Hot app: 'Ratio' made even more rational
My old friend Michael Ruhlman wrote a really good book earlier this year called "Ratio." Now he's gone out and turned it into an even better IPhone application. The idea behind the book is that for so many things in cooking, specific recipes aren't nearly as important as basic formulas. If you know that a pie crust is always three parts flour, two parts fat and one part water, you don't really need a recipe to tell you that a single-crust pie will take about 1 1/4 cups of flour, a half-cup of butter and a quarter-cup of liquid. And if you want to make that a double crust, you can easily do the math. (Needless to say, "Ratio" is based on the thoroughly sensible idea that ingredients should be measured by weight, not by volume.)

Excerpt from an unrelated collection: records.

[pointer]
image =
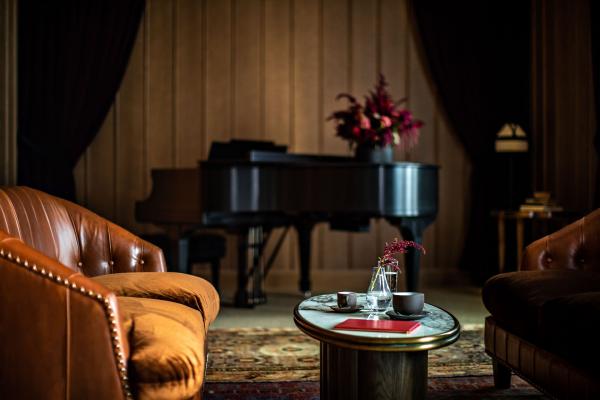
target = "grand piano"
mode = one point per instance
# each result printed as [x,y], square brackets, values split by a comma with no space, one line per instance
[249,188]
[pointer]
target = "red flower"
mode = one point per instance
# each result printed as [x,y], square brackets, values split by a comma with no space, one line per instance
[379,123]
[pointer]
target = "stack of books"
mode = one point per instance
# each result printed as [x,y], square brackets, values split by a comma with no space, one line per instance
[540,202]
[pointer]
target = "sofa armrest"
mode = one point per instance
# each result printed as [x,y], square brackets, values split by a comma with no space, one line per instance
[60,331]
[572,247]
[189,290]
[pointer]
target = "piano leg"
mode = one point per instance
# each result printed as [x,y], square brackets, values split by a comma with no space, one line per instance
[250,247]
[304,230]
[179,250]
[241,295]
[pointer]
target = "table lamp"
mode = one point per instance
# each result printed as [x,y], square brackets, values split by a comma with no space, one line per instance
[512,146]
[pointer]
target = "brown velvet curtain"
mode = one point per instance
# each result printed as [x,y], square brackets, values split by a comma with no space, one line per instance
[478,54]
[563,107]
[72,55]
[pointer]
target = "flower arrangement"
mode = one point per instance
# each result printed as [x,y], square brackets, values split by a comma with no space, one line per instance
[398,247]
[379,123]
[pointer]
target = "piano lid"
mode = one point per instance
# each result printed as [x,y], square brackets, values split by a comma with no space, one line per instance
[242,149]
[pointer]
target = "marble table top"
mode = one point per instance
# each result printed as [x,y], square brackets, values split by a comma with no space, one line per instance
[316,311]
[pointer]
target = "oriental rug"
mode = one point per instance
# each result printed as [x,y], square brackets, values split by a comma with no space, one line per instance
[283,363]
[286,354]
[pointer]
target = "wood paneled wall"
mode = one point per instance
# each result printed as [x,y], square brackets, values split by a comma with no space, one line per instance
[8,92]
[269,69]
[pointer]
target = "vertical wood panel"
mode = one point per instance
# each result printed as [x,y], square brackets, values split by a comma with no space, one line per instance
[219,84]
[130,172]
[364,73]
[8,92]
[218,71]
[269,69]
[277,85]
[161,137]
[277,71]
[247,70]
[306,77]
[306,92]
[189,80]
[336,77]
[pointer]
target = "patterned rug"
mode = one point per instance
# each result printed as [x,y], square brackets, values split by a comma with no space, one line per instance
[286,354]
[283,363]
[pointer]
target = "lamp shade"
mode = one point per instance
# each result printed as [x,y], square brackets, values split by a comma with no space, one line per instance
[511,139]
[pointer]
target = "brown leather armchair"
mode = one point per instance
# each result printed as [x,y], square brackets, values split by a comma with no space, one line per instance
[87,311]
[544,318]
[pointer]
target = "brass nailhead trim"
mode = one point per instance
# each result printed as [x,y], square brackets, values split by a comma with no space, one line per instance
[121,361]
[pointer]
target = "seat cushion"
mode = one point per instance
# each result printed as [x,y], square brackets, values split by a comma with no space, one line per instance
[515,299]
[185,289]
[568,327]
[167,347]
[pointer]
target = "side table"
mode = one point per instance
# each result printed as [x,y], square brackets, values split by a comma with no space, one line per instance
[373,365]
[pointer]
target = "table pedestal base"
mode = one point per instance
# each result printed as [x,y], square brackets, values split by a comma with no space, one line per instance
[348,374]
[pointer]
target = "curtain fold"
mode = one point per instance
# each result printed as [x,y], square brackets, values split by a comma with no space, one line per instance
[72,56]
[478,54]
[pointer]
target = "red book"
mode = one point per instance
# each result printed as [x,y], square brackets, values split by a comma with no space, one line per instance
[379,325]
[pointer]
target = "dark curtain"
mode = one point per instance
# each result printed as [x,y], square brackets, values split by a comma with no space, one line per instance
[478,53]
[595,40]
[72,57]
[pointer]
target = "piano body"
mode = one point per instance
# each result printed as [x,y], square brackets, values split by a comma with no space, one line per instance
[249,188]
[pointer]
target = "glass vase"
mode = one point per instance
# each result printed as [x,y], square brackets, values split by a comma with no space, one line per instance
[379,294]
[391,272]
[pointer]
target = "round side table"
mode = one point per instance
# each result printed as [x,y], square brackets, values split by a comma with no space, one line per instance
[373,365]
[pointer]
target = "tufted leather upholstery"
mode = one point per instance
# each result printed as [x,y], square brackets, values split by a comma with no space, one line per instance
[576,246]
[76,237]
[63,331]
[543,318]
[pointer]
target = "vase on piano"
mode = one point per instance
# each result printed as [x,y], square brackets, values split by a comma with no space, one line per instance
[374,154]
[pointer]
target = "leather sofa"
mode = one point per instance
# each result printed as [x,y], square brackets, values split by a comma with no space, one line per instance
[545,317]
[87,310]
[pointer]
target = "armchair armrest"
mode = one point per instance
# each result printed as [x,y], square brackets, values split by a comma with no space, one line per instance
[60,331]
[576,246]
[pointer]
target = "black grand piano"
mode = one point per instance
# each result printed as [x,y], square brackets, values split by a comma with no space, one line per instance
[250,188]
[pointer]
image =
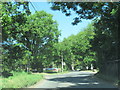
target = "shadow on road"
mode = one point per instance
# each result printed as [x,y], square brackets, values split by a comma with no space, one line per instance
[80,81]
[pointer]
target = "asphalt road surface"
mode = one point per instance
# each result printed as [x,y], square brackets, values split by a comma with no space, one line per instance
[75,79]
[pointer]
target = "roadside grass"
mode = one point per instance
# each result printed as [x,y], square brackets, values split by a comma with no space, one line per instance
[20,80]
[53,73]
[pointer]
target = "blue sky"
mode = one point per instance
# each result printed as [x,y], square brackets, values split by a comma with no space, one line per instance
[64,22]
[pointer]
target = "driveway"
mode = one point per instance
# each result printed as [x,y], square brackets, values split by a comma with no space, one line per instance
[75,79]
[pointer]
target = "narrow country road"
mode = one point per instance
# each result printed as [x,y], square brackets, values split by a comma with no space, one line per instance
[76,79]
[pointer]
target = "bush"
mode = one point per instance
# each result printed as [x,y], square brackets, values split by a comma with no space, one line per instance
[20,80]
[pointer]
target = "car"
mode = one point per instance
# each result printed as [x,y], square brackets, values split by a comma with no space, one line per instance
[52,70]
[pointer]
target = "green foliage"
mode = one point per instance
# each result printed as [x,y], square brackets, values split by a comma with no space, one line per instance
[106,26]
[76,48]
[23,80]
[27,39]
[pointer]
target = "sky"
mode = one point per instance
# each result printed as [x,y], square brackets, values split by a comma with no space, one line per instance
[64,22]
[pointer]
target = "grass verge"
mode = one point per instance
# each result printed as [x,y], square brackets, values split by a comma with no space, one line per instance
[55,73]
[20,80]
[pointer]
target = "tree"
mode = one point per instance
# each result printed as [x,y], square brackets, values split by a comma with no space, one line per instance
[40,32]
[11,18]
[106,22]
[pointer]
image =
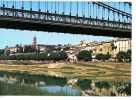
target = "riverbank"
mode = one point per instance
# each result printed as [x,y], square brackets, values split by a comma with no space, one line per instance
[82,70]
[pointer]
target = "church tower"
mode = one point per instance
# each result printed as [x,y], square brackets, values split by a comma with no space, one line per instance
[34,44]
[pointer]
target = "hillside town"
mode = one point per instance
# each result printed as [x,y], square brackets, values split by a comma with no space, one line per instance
[112,47]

And though that approach may seem a little mechanistic in a cookbook (what if you happen to want a cookie with a different texture than the one chosen?), it's sheer genius in an app, where the expectations are different. Think of "Ratio, the App" as a combination culinary pocket calculator and aide-memoir. How many times have you been in the middle of a dish and blanked on whether a basic white sauce takes two tablespoons of flour and butter for every cup of milk, or three. (Maybe "Ratio 2.0" will address adjusting the formula to make it thin enough for a cream soup or thick enough for a souffle base.)
"Ratio: The App" breaks down 32 commonly used cooking formulas for everything from cakes to sauces and allows you to easily scale up or down and even measure by volume or weight (and either in ounces or grams).
They say the mark of a good cookbook is plenty of food stains on the pages. Fortunately, IPhones wipe clean, or mine would already be covered with flour.